She returned to Turkey and joined her family’s Turkish hotel business, but nursed the idea of making wine. In 2003, she convinced her family to allow her to develop a vineyard on the land they owned in Kalecik, a medieval town an hour from the capital, Ankara. Gursel named it Vinkara and planted Turkey’s indigenous red grape Kalecik karasi and its white grape narince.

Five years later, she hired Italian winemaker Marco Monchiero to oversee all the winemaking and viticulture at Vinkara. Monchiero was raised and educated in Piedmont and brought a lifetime of experience working with that region’s indigenous grapes, as well as ones in Tuscany and Umbria.

We began with the 2012 Vinkara Narince. Made and aged in stainless-steel tanks, its almond and straw scents recalls northern Italy’s Soave wine from top producers such as Pieropan and Anselmi; its rich fruit and full mouth feel triggers memories of Ribolla Gialla and Pinot Bianco from Friuli, Italy’s best white wine region.

The 2010 Vinkara Narince Reserve was more impressive because Monchiero aged it for 14 months in French oak barrels, weaving their vanilla aromas and flavors with narince’s character, creating a subtle Burgundian style with good balance and length.

Both white wines were perfect companions to NoMad’s raw marinated fluke with oven-dried cherry tomatoes and citrus dressing.

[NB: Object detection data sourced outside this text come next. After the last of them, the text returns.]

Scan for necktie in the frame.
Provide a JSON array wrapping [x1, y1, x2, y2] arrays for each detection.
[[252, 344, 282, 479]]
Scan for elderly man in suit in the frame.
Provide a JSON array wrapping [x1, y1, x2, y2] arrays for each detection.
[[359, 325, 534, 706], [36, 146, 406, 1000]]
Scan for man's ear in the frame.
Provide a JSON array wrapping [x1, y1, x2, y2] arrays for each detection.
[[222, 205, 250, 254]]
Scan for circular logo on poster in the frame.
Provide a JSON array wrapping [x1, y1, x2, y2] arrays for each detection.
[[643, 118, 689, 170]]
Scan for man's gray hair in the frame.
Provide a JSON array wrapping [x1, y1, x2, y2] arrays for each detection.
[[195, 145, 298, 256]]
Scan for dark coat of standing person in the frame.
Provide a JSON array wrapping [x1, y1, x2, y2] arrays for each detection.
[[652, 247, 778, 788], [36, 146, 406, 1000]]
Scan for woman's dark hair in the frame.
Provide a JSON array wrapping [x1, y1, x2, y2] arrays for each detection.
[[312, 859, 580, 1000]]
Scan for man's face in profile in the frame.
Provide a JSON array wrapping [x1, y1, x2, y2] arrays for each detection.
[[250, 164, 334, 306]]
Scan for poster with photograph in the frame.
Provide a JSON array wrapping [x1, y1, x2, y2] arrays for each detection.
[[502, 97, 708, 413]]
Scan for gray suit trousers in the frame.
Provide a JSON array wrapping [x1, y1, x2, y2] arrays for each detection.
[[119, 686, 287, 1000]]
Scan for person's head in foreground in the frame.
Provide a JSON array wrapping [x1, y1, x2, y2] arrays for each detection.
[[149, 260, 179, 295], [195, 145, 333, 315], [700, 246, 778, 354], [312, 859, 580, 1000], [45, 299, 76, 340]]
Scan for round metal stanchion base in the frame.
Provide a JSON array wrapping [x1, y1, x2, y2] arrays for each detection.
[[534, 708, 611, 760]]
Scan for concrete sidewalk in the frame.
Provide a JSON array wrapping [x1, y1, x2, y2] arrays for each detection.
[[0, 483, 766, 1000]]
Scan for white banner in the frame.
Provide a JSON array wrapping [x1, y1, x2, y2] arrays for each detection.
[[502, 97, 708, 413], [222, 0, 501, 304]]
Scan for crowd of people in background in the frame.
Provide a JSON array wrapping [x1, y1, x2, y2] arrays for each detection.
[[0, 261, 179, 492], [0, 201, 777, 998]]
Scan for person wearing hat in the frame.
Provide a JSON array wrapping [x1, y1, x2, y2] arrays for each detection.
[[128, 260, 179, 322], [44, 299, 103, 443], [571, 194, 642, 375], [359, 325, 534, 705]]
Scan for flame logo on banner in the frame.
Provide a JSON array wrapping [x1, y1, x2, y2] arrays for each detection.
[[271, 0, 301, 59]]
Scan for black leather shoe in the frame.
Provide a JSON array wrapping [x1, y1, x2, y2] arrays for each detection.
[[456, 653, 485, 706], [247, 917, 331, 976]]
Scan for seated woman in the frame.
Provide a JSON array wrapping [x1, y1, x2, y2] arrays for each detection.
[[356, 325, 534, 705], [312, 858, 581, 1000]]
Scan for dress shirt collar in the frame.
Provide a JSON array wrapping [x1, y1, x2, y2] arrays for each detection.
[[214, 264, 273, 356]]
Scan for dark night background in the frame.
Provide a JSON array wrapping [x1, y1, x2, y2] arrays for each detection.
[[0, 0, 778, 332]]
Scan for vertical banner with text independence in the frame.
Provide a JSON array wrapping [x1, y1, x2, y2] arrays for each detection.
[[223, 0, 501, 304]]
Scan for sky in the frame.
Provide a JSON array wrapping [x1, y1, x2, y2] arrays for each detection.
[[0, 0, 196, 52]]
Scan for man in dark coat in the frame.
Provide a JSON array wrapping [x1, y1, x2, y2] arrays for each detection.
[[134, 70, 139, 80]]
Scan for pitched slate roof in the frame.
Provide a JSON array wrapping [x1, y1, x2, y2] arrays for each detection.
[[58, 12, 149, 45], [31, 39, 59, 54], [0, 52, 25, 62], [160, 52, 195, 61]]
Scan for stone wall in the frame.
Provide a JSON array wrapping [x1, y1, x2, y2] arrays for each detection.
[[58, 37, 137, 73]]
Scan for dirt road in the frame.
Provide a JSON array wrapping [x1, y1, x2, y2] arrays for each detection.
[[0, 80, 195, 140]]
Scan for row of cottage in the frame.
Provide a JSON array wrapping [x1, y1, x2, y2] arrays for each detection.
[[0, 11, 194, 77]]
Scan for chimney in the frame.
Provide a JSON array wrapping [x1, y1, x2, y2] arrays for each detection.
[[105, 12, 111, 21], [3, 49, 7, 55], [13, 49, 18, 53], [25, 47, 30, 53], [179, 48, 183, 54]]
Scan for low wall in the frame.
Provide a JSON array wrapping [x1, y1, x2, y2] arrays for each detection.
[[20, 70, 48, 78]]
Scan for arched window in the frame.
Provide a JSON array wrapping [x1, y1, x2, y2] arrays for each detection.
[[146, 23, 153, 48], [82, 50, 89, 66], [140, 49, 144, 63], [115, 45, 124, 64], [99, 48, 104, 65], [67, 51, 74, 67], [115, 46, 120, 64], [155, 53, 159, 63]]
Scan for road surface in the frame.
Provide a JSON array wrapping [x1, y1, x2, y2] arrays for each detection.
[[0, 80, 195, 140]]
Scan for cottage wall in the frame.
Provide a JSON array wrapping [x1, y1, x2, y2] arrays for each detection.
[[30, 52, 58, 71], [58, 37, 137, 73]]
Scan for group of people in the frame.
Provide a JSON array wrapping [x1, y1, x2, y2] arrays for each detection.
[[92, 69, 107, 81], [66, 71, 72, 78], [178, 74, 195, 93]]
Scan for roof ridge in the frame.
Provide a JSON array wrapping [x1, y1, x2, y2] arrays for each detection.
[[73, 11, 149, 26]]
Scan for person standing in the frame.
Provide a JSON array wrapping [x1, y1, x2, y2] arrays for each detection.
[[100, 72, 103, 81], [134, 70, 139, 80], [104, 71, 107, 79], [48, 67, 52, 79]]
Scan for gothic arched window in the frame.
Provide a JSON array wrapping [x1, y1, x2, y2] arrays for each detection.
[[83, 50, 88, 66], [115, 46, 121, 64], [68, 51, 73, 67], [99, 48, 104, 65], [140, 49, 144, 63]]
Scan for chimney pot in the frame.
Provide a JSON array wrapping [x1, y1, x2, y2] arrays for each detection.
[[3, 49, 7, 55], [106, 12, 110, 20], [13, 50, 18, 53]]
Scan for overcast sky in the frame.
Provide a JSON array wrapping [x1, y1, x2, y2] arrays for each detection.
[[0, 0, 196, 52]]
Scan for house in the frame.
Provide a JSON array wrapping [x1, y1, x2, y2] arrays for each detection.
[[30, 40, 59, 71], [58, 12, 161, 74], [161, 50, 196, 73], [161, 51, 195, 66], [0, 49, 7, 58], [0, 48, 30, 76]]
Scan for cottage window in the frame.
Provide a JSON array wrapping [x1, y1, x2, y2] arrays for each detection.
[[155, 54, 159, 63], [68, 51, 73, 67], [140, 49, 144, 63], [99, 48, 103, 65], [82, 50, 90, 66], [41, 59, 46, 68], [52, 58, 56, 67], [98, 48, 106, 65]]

Gursel poured the 2011 Vinkara Kalecik Karasi; 60 percent of her vineyards are devoted to this indigenous red grape. Made and aged in stainless-steel tanks, its translucent red color and mellow herbal and saffron scents give no indication of the motherlode of delicious cherry and cranberry flavors that land on my palate. Flashes of northern Italian pinot noir cross my mind as the savory tastes fascinated me.

The 2010 Vinkara Kalecik Karasi Reserve is much less successful. Its aroma and flavors were not nearly as clean and fresh as the 2011 non-reserve which preceded it.

As I returned home, I thought about how the wine world is expanding and shrinking simultaneously. Turkey was the source of wine and vines many millennia ago; today, it is the new kid on the block. Who’s next?

The 2012 Narince and 2011 Kalecik Karasi retail for about $15; both Reserves are about $25.